Further investigation should focus on finding the best treatment option for type 3 fractures and to further investigate type 2 fractures. It seems clear that a fracture caused by cutting off the top part of the trochanter during the femoral neck osteotomy (type 1) has less or no impact on the outcome of THR, possibly because this fracture (and type 2 fractures) do not violate the gluteus medius muscle significantly.

A stem with a lateral insertion point into the femur might produce more trochanteric fractures. All patients in our study had a stem with a low lateral profile (Corail, Depuy). When dealing with isolated fractures of the greater trochanter in adults due to trauma the recommandations are bed rest/crutches with protected weight bearing for 3-4 weeks. Often the fracture is incomplete and intact fibres of the gluteus medius prevent wide separation (6). They heal well and have a good expected outcome.

Pritchett states the indications for operative treatment of greater trochanter fractures following THR to be:

  • 1.

    Dislocation or instability of the prosthesis;

  • 2.

    Severe limp or pain;

  • 3.

    Widely displaced trochanter fracture >2 cm.

The specific treatment options for type 3 fractures remain unknown. Further studies must attempt to clarify what osteosynthesis yields the best results following a type 3 fracture.

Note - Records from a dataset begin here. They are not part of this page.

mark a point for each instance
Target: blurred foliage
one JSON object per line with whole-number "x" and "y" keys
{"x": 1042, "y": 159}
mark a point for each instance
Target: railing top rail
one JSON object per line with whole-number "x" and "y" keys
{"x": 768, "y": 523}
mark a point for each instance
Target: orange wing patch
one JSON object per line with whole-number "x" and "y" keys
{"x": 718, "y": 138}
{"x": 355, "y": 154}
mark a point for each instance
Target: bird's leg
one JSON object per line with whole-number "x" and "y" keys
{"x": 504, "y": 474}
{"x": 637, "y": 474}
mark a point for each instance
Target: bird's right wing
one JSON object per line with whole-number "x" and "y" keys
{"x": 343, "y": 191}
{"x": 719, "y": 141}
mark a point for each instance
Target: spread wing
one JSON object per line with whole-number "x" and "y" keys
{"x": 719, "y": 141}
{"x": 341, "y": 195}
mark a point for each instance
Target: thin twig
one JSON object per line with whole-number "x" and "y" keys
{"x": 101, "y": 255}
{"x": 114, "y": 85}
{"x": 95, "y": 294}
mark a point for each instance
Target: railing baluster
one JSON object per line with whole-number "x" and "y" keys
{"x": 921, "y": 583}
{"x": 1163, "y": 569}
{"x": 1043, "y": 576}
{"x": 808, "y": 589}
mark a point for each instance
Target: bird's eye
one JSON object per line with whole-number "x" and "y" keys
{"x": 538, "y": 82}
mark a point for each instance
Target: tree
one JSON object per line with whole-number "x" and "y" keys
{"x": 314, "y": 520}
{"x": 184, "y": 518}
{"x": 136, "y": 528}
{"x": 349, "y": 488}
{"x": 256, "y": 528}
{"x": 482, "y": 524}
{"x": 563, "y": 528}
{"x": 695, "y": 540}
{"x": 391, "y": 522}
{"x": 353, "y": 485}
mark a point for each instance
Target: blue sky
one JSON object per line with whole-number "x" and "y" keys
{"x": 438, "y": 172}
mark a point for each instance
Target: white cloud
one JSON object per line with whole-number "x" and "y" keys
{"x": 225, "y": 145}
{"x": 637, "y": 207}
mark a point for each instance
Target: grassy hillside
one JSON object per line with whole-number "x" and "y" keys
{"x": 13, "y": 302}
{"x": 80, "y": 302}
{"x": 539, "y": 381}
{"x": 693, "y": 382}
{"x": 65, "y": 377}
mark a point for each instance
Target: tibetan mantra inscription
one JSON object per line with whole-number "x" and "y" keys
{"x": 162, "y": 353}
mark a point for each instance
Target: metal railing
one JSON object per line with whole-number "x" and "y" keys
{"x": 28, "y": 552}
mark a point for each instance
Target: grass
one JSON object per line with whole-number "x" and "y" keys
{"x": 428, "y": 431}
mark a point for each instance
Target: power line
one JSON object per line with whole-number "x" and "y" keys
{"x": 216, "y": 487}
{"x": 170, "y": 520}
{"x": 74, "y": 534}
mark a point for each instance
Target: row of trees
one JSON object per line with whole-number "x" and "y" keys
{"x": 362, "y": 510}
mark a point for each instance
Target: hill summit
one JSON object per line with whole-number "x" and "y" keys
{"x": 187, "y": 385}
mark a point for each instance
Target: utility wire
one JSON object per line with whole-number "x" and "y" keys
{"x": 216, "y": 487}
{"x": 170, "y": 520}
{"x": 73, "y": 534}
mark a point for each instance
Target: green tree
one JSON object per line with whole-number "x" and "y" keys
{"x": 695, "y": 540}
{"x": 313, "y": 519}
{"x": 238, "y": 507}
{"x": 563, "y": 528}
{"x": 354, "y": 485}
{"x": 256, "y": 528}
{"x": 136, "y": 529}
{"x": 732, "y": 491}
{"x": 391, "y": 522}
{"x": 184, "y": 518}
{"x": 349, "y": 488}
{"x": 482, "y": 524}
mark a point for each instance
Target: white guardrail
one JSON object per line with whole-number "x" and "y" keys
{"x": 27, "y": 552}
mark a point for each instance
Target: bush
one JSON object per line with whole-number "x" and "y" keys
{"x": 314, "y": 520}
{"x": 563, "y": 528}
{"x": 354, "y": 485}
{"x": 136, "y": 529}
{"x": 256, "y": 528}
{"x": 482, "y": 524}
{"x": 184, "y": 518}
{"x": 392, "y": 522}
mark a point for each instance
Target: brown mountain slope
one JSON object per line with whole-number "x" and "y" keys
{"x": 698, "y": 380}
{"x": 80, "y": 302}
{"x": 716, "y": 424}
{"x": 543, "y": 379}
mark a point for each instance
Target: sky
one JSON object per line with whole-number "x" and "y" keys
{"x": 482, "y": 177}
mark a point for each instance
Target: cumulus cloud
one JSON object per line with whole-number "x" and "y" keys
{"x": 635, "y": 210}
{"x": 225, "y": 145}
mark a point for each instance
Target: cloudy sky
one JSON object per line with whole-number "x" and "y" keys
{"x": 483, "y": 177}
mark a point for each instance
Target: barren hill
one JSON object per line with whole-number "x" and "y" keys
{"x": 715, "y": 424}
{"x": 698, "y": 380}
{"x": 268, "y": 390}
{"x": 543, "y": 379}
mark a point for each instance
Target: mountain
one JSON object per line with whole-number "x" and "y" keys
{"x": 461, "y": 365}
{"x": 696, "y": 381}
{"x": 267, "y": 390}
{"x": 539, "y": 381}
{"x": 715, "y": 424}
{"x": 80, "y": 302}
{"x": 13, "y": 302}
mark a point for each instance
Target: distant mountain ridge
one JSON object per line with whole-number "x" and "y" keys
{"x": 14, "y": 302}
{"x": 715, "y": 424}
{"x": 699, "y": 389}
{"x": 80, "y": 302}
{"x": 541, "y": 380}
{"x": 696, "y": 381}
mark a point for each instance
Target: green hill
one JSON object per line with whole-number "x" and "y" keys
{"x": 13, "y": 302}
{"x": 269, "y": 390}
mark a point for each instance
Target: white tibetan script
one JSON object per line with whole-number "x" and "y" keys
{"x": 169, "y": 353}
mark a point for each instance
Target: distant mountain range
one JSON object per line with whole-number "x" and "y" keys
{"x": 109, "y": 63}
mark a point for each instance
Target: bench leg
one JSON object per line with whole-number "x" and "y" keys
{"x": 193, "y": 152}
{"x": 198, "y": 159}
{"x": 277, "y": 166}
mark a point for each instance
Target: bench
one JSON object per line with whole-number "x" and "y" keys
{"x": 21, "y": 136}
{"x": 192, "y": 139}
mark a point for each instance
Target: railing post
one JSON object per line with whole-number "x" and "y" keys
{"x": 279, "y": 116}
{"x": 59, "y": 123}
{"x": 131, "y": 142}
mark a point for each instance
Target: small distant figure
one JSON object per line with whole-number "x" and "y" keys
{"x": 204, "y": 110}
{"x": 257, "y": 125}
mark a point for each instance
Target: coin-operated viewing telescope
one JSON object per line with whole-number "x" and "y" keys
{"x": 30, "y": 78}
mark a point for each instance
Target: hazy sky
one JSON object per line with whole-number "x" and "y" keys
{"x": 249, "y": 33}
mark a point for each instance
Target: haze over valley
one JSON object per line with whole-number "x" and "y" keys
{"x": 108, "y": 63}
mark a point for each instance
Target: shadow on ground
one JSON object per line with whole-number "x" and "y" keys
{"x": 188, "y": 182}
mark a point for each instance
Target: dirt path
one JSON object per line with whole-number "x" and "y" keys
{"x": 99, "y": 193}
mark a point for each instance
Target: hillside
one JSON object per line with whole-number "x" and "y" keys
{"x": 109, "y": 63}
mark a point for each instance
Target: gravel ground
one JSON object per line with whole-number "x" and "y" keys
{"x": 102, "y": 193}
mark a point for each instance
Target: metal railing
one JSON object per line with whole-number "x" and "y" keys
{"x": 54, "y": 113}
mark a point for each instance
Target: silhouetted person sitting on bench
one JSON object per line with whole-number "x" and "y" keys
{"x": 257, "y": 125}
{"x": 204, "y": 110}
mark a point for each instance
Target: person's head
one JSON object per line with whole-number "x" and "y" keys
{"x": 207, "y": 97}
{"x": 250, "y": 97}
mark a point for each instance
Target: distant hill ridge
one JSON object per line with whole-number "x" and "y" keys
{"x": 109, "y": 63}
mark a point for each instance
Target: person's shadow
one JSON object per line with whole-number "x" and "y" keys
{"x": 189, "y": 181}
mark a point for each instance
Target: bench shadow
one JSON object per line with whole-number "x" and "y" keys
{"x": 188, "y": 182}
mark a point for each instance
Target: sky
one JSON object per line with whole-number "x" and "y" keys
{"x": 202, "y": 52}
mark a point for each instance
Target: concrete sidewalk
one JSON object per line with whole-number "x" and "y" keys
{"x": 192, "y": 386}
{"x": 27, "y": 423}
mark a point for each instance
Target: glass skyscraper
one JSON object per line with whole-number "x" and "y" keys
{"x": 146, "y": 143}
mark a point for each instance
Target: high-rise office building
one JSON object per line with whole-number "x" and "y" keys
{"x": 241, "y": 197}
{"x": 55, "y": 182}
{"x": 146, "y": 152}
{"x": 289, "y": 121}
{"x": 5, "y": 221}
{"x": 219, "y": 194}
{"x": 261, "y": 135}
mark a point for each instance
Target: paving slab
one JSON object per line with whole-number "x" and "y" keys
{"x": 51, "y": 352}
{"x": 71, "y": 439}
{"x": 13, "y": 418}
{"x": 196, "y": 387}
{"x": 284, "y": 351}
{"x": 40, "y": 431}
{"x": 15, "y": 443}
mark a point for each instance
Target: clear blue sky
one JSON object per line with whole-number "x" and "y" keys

In cases of non-union with dislocation tension band fixation or a trochanteric claw plate can be effective, so these options should be considered for further evaluation in type 3 injuries (79).

Overall, we observed that fractures of the greater trochanter can influence the outcome adversely following THR, and further evaluation of this complication is warranted.

Footnotes

Financial support: No financial support was received.

Conflict of interest: The authors declare that the research for and communication of this independent body of work does not constitute any financial or other conflict of interest.